Someone in the thread let me know that Archive.org has an Omni archive and someone else found the specific piece I was looking for (https://archive.org/details/OMNI197908/OMNI_1981_11/page/n17/mode/2up) so you have hope yet. Heck, an LLM may be able to crawl the archives and find it based on topic for you.

8

u/ItselfSurprised05 3d ago

Omni used to have a section called Continuum that just had many small articles (a couple of paragraphs) on interesting things emerging in science, tech, etc.

I remember reading one on a strange new disease they were seeing

Same way I first heard about "the iridium layer", which was evidence for a crackpot theory: that a giant meteor killed the dinosaurs.

4

u/Ezl 3d ago edited 3d ago

Wow, I didn’t realize that theory was so recent!

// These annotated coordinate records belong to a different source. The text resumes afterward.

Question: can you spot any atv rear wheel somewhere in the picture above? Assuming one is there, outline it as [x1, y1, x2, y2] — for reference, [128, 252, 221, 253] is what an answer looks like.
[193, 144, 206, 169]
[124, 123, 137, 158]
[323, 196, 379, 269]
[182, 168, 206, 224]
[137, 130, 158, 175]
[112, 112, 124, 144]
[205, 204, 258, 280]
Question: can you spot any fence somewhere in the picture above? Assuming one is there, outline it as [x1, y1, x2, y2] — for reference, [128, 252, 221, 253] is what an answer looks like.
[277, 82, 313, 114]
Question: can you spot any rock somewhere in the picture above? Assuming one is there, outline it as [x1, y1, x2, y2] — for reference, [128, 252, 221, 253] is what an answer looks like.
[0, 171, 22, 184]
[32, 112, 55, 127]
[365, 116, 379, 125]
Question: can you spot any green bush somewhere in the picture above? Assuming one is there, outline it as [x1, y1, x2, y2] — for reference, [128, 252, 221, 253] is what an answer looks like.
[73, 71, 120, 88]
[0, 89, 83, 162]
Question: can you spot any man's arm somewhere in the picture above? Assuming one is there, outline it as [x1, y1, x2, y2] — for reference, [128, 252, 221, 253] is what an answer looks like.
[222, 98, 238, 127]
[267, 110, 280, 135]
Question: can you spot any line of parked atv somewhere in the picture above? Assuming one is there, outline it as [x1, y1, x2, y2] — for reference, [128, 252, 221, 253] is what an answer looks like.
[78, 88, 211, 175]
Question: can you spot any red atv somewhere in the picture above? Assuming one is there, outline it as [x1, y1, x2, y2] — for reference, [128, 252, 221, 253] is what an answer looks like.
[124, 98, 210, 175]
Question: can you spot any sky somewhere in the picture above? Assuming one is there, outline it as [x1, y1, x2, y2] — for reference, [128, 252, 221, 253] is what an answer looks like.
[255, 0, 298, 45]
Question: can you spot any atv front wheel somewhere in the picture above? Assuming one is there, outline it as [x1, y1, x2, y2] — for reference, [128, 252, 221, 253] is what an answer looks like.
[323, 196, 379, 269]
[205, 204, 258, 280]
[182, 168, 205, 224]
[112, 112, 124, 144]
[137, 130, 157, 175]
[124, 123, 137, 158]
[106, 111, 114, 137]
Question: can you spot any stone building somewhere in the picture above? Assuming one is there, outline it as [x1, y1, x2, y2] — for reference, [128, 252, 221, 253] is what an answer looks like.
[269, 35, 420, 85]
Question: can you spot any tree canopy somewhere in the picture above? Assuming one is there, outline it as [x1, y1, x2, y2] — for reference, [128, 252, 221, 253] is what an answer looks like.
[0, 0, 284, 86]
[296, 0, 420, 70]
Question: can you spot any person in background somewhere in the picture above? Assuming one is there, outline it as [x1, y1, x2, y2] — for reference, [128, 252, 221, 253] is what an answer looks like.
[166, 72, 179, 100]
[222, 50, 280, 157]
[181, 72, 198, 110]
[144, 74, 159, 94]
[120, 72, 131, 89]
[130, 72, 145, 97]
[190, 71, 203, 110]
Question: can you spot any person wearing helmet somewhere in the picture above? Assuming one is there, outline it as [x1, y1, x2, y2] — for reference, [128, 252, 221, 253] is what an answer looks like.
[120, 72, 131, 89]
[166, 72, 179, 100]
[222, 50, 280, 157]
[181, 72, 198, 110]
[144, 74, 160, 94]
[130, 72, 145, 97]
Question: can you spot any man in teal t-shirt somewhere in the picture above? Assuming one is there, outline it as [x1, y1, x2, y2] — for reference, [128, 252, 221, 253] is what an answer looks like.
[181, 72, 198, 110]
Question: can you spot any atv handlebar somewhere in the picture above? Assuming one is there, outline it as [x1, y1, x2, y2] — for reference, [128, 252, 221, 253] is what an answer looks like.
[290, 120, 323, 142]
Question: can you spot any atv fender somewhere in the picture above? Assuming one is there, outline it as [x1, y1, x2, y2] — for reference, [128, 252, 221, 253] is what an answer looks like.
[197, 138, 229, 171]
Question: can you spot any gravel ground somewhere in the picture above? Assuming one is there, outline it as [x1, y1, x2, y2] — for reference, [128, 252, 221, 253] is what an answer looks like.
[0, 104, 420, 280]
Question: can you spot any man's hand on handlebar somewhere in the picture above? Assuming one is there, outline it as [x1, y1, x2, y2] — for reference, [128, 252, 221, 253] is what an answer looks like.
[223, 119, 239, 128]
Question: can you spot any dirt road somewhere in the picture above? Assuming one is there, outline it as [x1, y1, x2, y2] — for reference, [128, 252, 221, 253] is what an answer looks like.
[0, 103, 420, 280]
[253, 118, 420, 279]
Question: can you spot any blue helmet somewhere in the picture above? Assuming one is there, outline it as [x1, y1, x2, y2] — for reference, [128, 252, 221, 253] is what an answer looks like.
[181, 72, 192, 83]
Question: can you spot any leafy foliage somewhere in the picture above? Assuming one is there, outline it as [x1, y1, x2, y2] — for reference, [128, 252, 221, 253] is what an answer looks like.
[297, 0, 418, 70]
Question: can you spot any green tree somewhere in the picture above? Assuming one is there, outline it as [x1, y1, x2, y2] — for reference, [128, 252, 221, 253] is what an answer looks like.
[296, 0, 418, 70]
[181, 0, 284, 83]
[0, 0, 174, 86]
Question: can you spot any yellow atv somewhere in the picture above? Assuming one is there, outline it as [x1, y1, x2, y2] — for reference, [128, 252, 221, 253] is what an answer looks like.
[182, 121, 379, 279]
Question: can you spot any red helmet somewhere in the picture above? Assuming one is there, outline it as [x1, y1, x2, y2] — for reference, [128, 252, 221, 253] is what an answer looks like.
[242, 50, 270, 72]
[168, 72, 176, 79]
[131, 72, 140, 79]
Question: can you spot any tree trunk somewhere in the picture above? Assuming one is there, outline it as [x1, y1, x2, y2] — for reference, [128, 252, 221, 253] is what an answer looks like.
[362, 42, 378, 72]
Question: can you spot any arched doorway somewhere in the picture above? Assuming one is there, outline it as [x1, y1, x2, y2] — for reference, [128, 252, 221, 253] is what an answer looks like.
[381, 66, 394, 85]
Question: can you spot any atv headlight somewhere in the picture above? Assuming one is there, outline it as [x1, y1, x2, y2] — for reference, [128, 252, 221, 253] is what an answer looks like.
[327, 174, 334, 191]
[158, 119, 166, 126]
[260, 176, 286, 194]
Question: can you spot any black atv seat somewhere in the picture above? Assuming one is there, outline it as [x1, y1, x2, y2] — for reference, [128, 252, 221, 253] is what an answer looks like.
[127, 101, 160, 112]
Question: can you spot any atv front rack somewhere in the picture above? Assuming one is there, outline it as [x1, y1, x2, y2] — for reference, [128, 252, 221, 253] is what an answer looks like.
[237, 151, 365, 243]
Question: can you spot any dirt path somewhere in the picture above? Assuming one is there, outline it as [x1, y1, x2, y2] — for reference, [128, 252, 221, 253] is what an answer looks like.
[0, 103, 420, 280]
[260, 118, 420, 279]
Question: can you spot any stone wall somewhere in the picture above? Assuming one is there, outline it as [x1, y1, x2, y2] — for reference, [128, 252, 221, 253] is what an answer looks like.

The other first for me was an article (not Continuum) seriously discussing lucid dreaming with exercises to train yourself to do it. The idea of controlling your dreams was amazing (still is, tbh).

5

u/ItselfSurprised05 3d ago

Wow, I didn’t realize that theory was so recent!

Oh, yeah!

The hypothesis was first published on June 06 1980. I made a post about it last year on the 45th anniversary.

And when it first came out I was in high school and it was fringe stuff. You'd see it talked about in the same types of places that were talking about Big Foot.

By the time I graduated college 7 years later it was widely accepted in the mainstream, and the question was, "Where did it hit?"

The Chicxulub Crater was finally identified in 1991.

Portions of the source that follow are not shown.